Rogers: City of Aspen joining the ranks of evil landlords?
One of the biggest dilemmas of today’s Aspen lay like a turd on the sidewalk outside the Wheeler Opera House.
And the Aspen City Council stepped right in it. No one has yet noticed the stink, busy as they’ve been hollering over how hard it is anymore to keep humble local businesses in the downtown core and what that has done to the city’s very soul.
Et tu, Council? Can May have an Ides?
The same crisis exists for merchants as residents, of course. The value of real estate has only rocketed, and the ripples look more like tsunamis in the ruins of half-done construction and the dislocation of small businesses that can no longer afford their rent increases.
Landlords no doubt face their issues, too, especially if they bought their commercial properties during the latest boom. The tragedy, frankly, is the longer-term landlords whose problem is more about maximizing opportunity than existential. Tragedy for the town itself, I mean.
Market forces are what they are, though not the only consideration for the wise. The tipping point, then, becomes moral worth. Where do the imperatives of supply and demand balance against longer-term calculations about community appeal, if not the community for its own sake? This is where the golden goose philosophy applies.
Is Aspen going to be all about bidness or make room for higher values? Will the next wave of real leaders here turn more cynical or look more to Aspen’s aspirational legacies?
Who are these real leaders, anyway? The answer is more complicated than we like to think.
In the moment, it’s those with money. Wealth means power in our civilization, although the great weakness among the rich is the fear of losing it. Greed largely is miscast. It’s more mental illness than evil.
In the slightly longer term, real leaders also are the people we vote into office. This is a nation of rules, lots of rules, more in some places than others. And America, for all the hand-wringing, remains just about the least corrupted on the planet. City councils and county commissions have real power, too. Who gets elected matters a lot to a municipality’s future.

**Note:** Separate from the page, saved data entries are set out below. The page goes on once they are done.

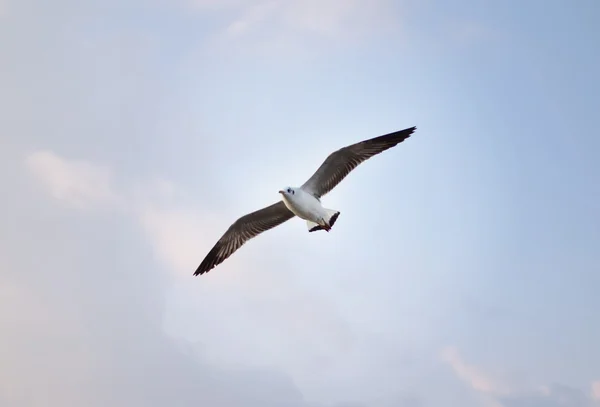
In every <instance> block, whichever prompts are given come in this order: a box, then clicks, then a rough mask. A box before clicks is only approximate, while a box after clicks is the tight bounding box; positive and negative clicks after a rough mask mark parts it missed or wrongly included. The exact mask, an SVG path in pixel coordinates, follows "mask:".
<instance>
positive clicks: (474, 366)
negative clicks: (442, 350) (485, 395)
mask: <svg viewBox="0 0 600 407" xmlns="http://www.w3.org/2000/svg"><path fill="white" fill-rule="evenodd" d="M442 360H443V361H444V362H446V363H448V364H449V365H450V366H451V367H452V369H453V370H454V372H455V373H456V375H457V376H458V377H459V378H460V379H461V380H463V381H464V382H466V383H468V384H469V385H470V386H471V387H472V388H473V389H474V390H476V391H478V392H481V393H485V394H493V395H501V394H509V393H510V388H509V386H507V385H506V384H504V383H502V382H501V381H499V380H498V379H493V378H491V377H490V376H489V375H488V374H486V373H485V372H483V371H481V370H480V369H479V368H477V367H476V366H473V365H469V364H468V363H466V362H465V361H464V360H463V359H462V357H461V355H460V353H459V352H458V350H457V349H456V348H453V347H447V348H445V349H444V350H443V351H442Z"/></svg>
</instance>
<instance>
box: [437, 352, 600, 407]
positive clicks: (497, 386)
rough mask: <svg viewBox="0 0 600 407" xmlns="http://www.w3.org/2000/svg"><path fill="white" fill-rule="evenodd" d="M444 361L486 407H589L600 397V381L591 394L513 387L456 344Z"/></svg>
mask: <svg viewBox="0 0 600 407" xmlns="http://www.w3.org/2000/svg"><path fill="white" fill-rule="evenodd" d="M442 360H443V361H444V362H446V363H448V364H449V365H450V366H451V367H452V369H453V370H454V372H455V374H456V375H457V376H458V377H459V378H460V379H461V380H462V381H463V382H465V383H466V384H468V385H469V387H470V388H472V389H473V390H474V391H475V392H476V393H478V395H479V396H481V397H482V398H481V402H482V404H483V405H484V406H485V407H522V406H528V407H529V406H530V407H538V406H539V407H563V406H569V407H589V406H590V405H591V403H592V400H595V399H596V398H595V397H597V396H600V381H598V382H593V383H592V395H591V397H590V396H588V395H586V394H585V393H584V392H582V391H580V390H578V389H575V388H571V387H569V386H564V385H560V384H552V385H541V386H537V387H535V388H527V387H523V386H515V385H511V386H509V385H507V384H506V383H504V382H503V381H501V380H499V379H497V378H493V377H491V376H490V375H489V374H488V373H487V372H484V371H483V370H482V369H481V368H479V367H477V366H474V365H470V364H468V363H466V362H465V361H464V360H463V358H462V356H461V355H460V353H459V352H458V350H457V349H456V348H453V347H447V348H445V349H444V350H443V351H442ZM596 400H597V399H596Z"/></svg>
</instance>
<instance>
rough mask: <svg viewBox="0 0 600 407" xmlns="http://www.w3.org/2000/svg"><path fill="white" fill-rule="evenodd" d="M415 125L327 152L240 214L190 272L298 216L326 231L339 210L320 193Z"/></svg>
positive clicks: (307, 223)
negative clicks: (307, 172)
mask: <svg viewBox="0 0 600 407" xmlns="http://www.w3.org/2000/svg"><path fill="white" fill-rule="evenodd" d="M415 129H416V127H410V128H408V129H404V130H399V131H395V132H393V133H388V134H384V135H383V136H379V137H374V138H371V139H368V140H364V141H361V142H358V143H354V144H351V145H349V146H346V147H343V148H340V149H339V150H336V151H334V152H333V153H331V154H329V155H328V156H327V158H326V159H325V161H323V163H322V164H321V166H320V167H319V168H318V169H317V171H316V172H315V173H314V174H313V175H312V176H311V177H310V178H309V179H308V180H307V181H306V182H305V183H304V184H302V186H301V187H299V188H291V187H287V188H285V189H284V190H281V191H279V193H280V194H281V195H282V199H281V201H279V202H276V203H274V204H272V205H269V206H266V207H264V208H262V209H259V210H257V211H254V212H252V213H249V214H247V215H244V216H242V217H241V218H239V219H238V220H236V221H235V222H233V224H231V226H229V229H227V231H226V232H225V233H224V234H223V236H221V238H220V239H219V240H218V241H217V243H216V244H215V245H214V246H213V248H212V249H211V250H210V251H209V252H208V254H207V255H206V257H204V260H202V262H201V263H200V265H199V266H198V268H197V269H196V271H195V272H194V275H199V274H204V273H207V272H209V271H210V270H212V269H213V268H214V267H216V266H217V265H218V264H221V263H222V262H223V261H224V260H225V259H227V258H228V257H229V256H231V255H232V254H233V253H234V252H235V251H236V250H238V249H239V248H240V247H242V245H244V244H245V243H246V242H247V241H248V240H250V239H252V238H254V237H256V236H258V235H259V234H261V233H263V232H265V231H267V230H269V229H272V228H274V227H277V226H278V225H281V224H282V223H284V222H287V221H288V220H290V219H292V218H293V217H295V216H298V217H299V218H301V219H304V220H305V221H306V225H307V226H308V231H309V232H315V231H317V230H325V231H327V232H329V231H330V230H331V228H332V227H333V224H334V223H335V221H336V220H337V218H338V216H339V215H340V212H339V211H336V210H334V209H327V208H323V205H321V197H323V195H325V194H327V193H329V192H330V191H331V190H332V189H333V188H335V186H336V185H337V184H339V183H340V182H341V181H342V180H343V179H344V178H345V177H346V176H347V175H348V174H349V173H350V171H352V170H353V169H354V168H356V167H357V166H358V165H359V164H360V163H362V162H364V161H366V160H368V159H369V158H371V157H373V156H375V155H377V154H379V153H381V152H383V151H385V150H387V149H390V148H392V147H394V146H396V145H397V144H398V143H401V142H403V141H404V140H405V139H407V138H408V137H410V135H411V134H412V133H413V132H414V131H415Z"/></svg>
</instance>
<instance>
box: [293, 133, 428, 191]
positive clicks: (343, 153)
mask: <svg viewBox="0 0 600 407" xmlns="http://www.w3.org/2000/svg"><path fill="white" fill-rule="evenodd" d="M415 130H416V127H410V128H408V129H404V130H400V131H396V132H394V133H389V134H385V135H383V136H379V137H375V138H372V139H369V140H364V141H361V142H359V143H356V144H351V145H349V146H346V147H343V148H340V149H339V150H337V151H334V152H333V153H331V154H329V156H328V157H327V158H326V159H325V161H324V162H323V164H321V166H320V167H319V168H318V169H317V171H316V172H315V173H314V174H313V175H312V176H311V177H310V178H309V179H308V181H306V182H305V183H304V184H303V185H302V189H304V190H305V191H307V192H310V193H311V194H313V195H314V196H315V197H317V198H320V197H322V196H323V195H325V194H326V193H328V192H330V191H331V190H332V189H333V188H335V187H336V186H337V184H339V183H340V182H341V181H342V180H343V179H344V178H345V177H346V176H347V175H348V174H349V173H350V171H352V170H353V169H355V168H356V167H357V166H358V165H359V164H361V163H362V162H364V161H366V160H368V159H369V158H371V157H373V156H374V155H377V154H379V153H381V152H383V151H385V150H387V149H389V148H392V147H394V146H396V145H397V144H398V143H401V142H403V141H404V140H406V139H407V138H408V137H410V135H411V134H412V133H413V132H414V131H415Z"/></svg>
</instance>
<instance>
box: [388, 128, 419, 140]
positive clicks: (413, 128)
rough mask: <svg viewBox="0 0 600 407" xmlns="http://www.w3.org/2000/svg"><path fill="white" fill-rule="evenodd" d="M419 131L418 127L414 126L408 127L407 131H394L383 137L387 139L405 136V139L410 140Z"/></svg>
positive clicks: (403, 129) (404, 130) (405, 130)
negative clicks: (384, 137)
mask: <svg viewBox="0 0 600 407" xmlns="http://www.w3.org/2000/svg"><path fill="white" fill-rule="evenodd" d="M416 130H417V126H412V127H408V128H406V129H402V130H397V131H393V132H391V133H388V134H384V135H383V136H381V137H386V136H404V138H408V137H410V136H411V135H412V134H413V133H414V132H415V131H416Z"/></svg>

But the true cornerstone of real power, you guessed it, lies with the citizens and here, the second-home owners and visitors as well. The voters and the consumers, at root. Our collective habits determine what happens with Aspen. Time wise, we’re talking decades, generations of slow, inexorable sculpting of the town we experience today. Against that, what happens in the moment, say, often seems to make little difference.
Like stepping on turds and no one noticing until later, wondering where that smell in the house came from.

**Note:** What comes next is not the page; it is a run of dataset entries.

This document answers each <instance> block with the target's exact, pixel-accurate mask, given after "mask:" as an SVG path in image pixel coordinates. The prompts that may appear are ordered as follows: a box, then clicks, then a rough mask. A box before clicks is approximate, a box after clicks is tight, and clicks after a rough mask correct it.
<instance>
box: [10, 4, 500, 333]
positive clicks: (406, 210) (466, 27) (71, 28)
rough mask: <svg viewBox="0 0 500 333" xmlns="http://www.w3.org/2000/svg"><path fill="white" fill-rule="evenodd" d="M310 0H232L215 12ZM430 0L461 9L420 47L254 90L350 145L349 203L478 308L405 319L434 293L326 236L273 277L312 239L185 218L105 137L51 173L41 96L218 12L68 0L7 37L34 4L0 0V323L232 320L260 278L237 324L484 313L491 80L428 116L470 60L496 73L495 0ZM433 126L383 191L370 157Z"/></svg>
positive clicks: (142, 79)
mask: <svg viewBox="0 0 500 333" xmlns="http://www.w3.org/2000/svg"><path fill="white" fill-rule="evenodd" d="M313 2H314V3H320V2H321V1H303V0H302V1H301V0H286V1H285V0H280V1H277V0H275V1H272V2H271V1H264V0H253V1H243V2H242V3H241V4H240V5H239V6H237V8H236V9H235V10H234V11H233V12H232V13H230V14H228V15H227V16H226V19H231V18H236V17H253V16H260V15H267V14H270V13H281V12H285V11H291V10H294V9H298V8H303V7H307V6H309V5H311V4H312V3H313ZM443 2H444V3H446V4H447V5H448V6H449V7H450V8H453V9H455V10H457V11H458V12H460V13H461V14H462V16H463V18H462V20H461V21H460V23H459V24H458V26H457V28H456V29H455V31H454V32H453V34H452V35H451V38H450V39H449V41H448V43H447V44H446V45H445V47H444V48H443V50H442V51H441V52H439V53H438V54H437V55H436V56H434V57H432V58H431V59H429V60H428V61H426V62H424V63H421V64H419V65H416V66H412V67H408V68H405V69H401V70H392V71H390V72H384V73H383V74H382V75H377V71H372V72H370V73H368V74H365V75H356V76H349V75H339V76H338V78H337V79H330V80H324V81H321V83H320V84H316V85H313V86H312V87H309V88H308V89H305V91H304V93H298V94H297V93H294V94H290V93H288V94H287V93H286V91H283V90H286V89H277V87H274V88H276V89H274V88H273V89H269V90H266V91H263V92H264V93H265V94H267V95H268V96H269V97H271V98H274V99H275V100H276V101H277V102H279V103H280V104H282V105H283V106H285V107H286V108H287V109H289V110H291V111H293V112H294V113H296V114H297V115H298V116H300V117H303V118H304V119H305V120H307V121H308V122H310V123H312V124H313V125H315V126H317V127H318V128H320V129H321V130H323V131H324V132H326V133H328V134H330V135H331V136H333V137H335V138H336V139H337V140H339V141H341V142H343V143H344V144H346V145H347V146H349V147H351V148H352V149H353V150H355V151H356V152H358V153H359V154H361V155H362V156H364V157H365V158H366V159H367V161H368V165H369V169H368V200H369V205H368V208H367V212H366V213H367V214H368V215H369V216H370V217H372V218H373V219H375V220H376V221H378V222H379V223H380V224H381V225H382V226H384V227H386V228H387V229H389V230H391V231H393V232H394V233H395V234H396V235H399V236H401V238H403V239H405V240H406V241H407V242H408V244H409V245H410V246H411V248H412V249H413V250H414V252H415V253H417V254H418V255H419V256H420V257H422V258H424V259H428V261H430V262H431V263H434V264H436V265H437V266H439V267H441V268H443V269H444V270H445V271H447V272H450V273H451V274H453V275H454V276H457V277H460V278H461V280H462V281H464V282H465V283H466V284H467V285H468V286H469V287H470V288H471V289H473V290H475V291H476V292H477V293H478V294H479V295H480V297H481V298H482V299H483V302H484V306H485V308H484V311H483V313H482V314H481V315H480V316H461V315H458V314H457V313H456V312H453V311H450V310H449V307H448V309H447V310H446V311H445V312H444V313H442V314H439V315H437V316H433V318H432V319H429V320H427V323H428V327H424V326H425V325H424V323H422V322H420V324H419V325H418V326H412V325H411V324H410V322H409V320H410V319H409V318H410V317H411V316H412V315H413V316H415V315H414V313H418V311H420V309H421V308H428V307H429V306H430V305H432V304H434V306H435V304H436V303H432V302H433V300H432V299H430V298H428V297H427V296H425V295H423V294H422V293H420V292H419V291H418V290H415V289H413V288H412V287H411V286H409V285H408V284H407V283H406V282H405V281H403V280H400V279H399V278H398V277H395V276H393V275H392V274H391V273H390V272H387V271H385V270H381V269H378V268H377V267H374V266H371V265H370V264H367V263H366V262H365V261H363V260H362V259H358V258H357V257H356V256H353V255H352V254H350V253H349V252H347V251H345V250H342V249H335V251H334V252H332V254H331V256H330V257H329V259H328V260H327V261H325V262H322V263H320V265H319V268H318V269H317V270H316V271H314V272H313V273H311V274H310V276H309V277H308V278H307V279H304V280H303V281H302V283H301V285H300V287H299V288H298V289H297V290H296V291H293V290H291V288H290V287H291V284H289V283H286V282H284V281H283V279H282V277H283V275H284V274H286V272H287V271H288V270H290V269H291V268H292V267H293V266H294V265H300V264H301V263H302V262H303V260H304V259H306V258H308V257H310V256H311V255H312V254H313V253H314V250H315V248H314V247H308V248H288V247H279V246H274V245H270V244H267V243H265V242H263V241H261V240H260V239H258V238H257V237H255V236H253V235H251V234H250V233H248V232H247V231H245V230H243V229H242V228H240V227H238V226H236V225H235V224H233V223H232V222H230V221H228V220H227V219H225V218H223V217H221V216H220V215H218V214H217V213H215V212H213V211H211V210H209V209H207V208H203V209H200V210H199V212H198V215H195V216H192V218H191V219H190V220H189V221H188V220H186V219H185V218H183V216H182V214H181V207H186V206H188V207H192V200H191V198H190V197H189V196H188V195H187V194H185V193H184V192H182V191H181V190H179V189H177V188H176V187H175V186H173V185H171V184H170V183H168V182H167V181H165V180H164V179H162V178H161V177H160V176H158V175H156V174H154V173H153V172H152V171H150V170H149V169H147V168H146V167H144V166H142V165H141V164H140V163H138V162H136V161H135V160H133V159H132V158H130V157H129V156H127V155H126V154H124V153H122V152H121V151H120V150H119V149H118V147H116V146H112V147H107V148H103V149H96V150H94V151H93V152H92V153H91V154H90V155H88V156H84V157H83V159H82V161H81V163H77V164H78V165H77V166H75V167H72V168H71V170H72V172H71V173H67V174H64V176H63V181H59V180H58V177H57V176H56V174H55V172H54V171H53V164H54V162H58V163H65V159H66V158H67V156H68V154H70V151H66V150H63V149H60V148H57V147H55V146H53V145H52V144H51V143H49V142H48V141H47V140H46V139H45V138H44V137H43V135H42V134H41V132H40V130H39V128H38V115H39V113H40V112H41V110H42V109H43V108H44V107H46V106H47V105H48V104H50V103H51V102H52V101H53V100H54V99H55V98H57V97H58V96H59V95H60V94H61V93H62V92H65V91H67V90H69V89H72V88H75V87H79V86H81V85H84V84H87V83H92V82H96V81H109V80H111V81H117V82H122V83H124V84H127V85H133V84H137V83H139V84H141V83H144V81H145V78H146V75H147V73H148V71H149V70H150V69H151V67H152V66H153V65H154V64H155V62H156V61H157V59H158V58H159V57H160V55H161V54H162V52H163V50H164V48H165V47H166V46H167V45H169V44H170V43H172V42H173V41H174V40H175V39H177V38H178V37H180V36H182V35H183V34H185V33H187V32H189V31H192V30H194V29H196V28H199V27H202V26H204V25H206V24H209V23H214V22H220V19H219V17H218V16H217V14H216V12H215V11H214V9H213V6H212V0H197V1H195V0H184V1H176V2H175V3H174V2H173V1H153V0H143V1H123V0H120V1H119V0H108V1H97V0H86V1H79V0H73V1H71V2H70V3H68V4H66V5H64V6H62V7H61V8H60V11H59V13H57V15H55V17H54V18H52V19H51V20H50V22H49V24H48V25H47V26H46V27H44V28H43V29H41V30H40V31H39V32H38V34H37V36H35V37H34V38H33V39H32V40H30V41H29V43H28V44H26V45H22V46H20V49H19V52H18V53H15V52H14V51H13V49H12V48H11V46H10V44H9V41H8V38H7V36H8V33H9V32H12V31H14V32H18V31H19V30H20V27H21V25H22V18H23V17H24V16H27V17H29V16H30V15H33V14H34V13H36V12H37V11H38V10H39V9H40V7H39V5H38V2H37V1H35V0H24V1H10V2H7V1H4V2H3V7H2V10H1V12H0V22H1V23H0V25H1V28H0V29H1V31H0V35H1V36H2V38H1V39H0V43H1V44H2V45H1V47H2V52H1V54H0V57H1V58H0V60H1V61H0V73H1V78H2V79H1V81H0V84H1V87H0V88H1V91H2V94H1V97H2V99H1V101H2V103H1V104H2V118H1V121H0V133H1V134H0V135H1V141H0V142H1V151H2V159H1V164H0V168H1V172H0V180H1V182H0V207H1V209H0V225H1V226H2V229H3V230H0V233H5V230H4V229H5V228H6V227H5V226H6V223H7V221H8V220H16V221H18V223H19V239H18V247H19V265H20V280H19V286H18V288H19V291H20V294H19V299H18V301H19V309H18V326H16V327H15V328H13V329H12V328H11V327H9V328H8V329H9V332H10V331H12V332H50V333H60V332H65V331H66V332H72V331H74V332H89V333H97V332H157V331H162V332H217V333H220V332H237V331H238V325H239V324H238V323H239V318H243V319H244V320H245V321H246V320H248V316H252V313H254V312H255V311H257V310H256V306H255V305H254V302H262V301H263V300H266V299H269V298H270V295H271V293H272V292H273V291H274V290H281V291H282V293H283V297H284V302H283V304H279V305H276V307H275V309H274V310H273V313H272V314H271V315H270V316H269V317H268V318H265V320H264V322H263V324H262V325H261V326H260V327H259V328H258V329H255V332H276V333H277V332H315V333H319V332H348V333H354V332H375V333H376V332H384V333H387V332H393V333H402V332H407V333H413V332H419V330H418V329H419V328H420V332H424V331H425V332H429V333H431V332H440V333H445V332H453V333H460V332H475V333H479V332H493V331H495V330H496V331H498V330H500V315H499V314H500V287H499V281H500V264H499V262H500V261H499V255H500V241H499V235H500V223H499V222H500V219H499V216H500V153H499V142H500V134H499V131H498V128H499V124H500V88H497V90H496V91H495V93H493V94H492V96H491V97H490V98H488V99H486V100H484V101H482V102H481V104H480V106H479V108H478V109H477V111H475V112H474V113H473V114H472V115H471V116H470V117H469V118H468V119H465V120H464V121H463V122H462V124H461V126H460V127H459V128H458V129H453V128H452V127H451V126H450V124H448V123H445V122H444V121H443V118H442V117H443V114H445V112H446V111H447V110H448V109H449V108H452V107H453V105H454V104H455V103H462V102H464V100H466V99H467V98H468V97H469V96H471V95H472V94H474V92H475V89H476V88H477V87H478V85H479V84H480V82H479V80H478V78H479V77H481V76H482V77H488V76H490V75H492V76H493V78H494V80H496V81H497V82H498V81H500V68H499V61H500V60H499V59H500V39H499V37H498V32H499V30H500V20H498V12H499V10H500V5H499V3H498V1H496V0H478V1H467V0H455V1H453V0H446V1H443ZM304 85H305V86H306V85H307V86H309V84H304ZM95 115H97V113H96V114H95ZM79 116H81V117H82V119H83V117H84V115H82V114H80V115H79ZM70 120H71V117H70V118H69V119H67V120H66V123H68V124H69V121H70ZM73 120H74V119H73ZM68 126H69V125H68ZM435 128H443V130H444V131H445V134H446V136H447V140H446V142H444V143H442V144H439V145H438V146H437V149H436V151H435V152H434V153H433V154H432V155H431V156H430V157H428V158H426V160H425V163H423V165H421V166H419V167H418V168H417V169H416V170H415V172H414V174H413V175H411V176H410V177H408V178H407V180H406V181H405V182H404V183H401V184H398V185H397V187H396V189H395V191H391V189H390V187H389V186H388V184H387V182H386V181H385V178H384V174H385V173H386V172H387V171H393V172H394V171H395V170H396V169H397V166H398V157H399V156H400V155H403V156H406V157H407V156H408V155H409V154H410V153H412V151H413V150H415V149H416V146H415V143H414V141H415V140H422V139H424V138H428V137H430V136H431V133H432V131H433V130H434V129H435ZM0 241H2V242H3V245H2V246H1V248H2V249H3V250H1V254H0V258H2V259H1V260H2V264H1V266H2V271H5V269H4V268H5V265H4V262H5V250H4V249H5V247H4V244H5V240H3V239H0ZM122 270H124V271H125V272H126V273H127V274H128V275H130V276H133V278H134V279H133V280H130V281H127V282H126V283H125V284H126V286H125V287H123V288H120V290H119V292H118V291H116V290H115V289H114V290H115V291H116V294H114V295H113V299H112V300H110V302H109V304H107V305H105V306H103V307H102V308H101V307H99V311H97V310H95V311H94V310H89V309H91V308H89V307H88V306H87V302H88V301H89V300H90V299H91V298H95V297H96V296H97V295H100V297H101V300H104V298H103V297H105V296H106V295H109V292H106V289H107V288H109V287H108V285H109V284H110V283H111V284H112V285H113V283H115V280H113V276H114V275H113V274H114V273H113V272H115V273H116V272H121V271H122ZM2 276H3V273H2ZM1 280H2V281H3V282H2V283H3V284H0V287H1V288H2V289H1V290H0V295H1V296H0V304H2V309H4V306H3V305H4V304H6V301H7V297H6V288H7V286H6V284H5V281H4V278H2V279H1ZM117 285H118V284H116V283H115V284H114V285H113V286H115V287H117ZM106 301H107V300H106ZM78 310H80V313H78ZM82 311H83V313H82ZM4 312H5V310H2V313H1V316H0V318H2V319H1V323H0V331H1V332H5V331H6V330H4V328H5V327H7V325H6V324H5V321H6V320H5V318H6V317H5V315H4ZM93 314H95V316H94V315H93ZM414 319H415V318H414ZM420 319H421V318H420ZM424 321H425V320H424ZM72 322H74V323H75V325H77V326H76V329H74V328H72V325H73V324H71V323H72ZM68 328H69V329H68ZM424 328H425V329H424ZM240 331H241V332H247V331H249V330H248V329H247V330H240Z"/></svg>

What does this have to do with the Wheeler, a triumph of municipal leadership? Only Mia Valley, it might appear.
Valley grew up in Aspen. She’s had her art gallery for 24 years, and in 497 square feet at the Wheeler for nearly 17 of those years. She’s paid her rent to the owner on time every time, and been a widely acknowledged model tenant. Her lease comes up in November. If she doesn’t get the next 10-year lease, odds are she won’t be able to afford the rent and stay in business.
Her landlord is toying with other ideas, however. Maybe something like fast food with a current paucity of such places. Maybe a different mix of retail there. Maybe a rent increase, presumably. That’s how landlords talk when they aim to raise rates. This, after all, is how a city is run like a business.
It is a dilemma. The city wants to help longtime businesses, and the city wants to help lower the cost of dining out. In this case, the city is both property owner and municipal entity — two of the three legs of the real leader triangle.
One decision kicks out the longtime business, and the other makes grabbing a bite to eat at a bargain maybe a little harder to find.
That’s not really so much of a dilemma, though, is it? Moral wisdom dictates a clear enough course away from the purely commercial. The next lease should be a consent item passed, ahem, unanimously without need of further discussion.
There isn’t a real debate here, only a turd easily stepped around.